Il rifugio, esteso su 16 ettari è un luogo di accoglienza per animali salvati da situazioni di sfruttamento, maltrattamento o abbandono. Qui, Muschio viveva in libertà, rispettato nelle sue esigenze e nei suoi comportamenti naturali. Ma da quella sera di luglio, il caprone non è più tornato nella sua stalla. Le prime ipotesi hanno riguardato un possibile malore, ma le ricerche non hanno portato a nessuna traccia.
Le ricerche e le ipotesi
Le volontarie e i volontari hanno perlustrato ogni angolo dei 16 ettari del rifugio e dei terreni circostanti, prima a piedi e poi con l’ausilio di un drone termico. L’assenza di tracce ha fatto emergere un’altra ipotesi: Muschio potrebbe essere uscito accidentalmente dal santuario. Le forti piogge degli ultimi anni hanno lasciato segni evidenti nel parco, con alberi caduti e recinzioni danneggiate. Durante le verifiche, sono stati trovati alcuni punti della recinzione danneggiati, rendendo plausibile l’ipotesi che Muschio sia uscito.
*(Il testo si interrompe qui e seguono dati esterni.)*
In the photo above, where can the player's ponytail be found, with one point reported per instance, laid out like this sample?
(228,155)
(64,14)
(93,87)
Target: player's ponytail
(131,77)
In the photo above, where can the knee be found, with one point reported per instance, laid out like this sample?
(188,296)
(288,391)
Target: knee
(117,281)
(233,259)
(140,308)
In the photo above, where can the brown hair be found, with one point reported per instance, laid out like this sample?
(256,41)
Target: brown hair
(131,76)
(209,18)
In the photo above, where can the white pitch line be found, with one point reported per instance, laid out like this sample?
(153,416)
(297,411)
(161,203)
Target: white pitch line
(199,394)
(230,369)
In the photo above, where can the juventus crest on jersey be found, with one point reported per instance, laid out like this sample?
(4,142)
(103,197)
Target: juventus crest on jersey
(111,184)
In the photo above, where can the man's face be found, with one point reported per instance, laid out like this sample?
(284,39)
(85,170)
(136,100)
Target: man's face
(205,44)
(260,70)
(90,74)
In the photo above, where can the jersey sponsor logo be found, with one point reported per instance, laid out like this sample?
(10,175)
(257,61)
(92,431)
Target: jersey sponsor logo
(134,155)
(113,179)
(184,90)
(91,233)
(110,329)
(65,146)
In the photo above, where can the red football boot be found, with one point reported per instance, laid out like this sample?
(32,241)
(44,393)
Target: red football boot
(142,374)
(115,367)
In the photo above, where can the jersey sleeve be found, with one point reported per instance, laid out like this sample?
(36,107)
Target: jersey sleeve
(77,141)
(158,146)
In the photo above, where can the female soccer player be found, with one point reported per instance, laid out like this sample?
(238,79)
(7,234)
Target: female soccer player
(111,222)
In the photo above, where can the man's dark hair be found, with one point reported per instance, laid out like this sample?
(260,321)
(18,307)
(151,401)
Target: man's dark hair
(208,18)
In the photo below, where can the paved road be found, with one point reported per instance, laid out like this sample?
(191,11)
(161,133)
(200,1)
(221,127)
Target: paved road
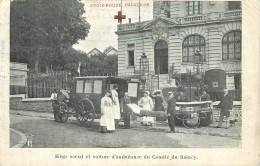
(46,133)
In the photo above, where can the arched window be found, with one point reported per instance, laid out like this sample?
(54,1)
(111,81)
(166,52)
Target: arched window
(191,45)
(231,46)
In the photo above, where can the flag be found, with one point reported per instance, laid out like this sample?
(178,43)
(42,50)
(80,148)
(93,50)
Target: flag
(79,67)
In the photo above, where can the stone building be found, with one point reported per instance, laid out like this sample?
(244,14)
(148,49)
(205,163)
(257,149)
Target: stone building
(179,31)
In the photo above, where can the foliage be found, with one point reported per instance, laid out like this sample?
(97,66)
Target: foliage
(42,31)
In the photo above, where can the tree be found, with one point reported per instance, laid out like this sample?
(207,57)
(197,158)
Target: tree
(42,30)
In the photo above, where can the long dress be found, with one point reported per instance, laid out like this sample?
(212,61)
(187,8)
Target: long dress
(116,106)
(107,119)
(147,104)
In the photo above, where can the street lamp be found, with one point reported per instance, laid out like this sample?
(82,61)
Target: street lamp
(144,65)
(144,69)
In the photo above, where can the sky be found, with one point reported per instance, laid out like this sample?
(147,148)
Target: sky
(103,25)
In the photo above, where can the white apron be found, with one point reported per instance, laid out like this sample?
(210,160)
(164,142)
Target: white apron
(107,119)
(116,106)
(147,104)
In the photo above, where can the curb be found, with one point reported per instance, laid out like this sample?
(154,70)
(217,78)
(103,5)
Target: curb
(22,142)
(201,133)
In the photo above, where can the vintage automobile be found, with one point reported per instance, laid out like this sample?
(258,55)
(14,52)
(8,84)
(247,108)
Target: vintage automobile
(193,114)
(85,97)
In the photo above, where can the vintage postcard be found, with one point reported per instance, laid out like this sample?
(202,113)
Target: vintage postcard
(129,82)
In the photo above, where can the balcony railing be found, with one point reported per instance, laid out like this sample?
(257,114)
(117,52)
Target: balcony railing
(210,17)
(232,14)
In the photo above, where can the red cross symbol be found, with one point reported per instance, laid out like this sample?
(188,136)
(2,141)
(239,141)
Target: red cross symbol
(119,17)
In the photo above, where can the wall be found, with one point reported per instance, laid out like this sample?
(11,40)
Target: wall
(17,103)
(18,73)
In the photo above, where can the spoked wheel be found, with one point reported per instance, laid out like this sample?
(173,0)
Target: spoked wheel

La segnalazione da Lastra a Signa
Una segnalazione è arrivata da Lastra a Signa, dove Muschio sarebbe stato avvistato nei pressi di Villa Caruso in un’area fittamente boschiva. I volontari si sono recati immediatamente sul posto, ma le caratteristiche del territorio hanno reso complesse le operazioni. Un abitante vicino aveva inizialmente pensato che l’animale avvistato fosse la propria capra, ma la persona che aveva effettuato la segnalazione ha confermato di aver visto un caprone con lunghe corna, caratteristiche compatibili con quelle di Muschio.
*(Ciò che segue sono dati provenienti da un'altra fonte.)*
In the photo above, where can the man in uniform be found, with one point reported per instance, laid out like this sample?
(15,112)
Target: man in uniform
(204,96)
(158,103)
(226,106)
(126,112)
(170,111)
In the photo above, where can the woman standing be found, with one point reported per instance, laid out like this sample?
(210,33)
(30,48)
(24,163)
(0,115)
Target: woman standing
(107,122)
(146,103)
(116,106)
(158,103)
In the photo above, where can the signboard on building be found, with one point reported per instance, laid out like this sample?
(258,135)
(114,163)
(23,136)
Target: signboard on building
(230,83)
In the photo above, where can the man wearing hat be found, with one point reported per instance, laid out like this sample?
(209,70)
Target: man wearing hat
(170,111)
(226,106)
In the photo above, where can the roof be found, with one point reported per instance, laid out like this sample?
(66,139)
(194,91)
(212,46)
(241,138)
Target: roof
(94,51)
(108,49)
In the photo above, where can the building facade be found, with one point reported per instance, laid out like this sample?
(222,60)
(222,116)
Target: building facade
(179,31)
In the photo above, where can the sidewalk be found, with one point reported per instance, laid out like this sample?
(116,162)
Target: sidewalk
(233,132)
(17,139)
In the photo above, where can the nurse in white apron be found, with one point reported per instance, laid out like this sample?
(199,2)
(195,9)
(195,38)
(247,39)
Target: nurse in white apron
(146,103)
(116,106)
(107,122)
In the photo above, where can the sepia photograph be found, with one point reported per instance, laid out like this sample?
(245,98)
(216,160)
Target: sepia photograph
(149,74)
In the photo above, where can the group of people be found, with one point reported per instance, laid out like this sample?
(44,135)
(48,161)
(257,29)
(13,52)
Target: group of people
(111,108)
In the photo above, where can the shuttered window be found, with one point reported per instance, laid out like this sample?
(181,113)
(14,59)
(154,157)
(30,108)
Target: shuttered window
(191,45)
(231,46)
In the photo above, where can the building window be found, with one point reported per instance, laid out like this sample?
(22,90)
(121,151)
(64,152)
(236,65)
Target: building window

Un’altra segnalazione è arrivata da Signa, ma dopo le verifiche è stato accertato che non si trattava di Muschio. I volontari sono tornati nella zona di Villa Caruso per distribuire volantini e raccogliere testimonianze, senza ottenere ulteriori riscontri.
L’appello alla comunità
Nel frattempo, il Rifugio Chico Mendes ha presentato denuncia ai Carabinieri di Campi Bisenzio chiedendo di valutare sia l’ipotesi dello smarrimento sia quella di un’eventuale sottrazione da parte di ignoti. Le ricerche proseguono senza sosta, e il rifugio rivolge un appello a tutta la cittadinanza.
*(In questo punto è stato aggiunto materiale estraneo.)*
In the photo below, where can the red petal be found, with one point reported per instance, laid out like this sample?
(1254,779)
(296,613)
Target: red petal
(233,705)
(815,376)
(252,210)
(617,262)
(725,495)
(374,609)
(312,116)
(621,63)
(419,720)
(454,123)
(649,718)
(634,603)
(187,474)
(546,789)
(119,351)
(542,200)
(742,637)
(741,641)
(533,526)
“Chiunque abbia visto Muschio, o disponga di informazioni utili, in particolare nella zona di Lastra a Signa ma anche in qualsiasi altra località della provincia di Firenze, è invitato a contattare immediatamente il Rifugio Chico Mendes“, si legge nell’appello. Ogni segnalazione, anche se può sembrare di scarsa importanza, potrebbe rivelarsi decisiva per riportare Muschio a casa.
Muschio non è solo un animale ospitato dal santuario: è diventato parte della famiglia del rifugio. Ogni volontaria e volontario continua a impegnarsi con determinazione per riportarlo a casa. La speranza è che, grazie al contributo di tutti, Muschio possa tornare al più presto nel suo rifugio, tra le persone che lo amano e lo accudiscono.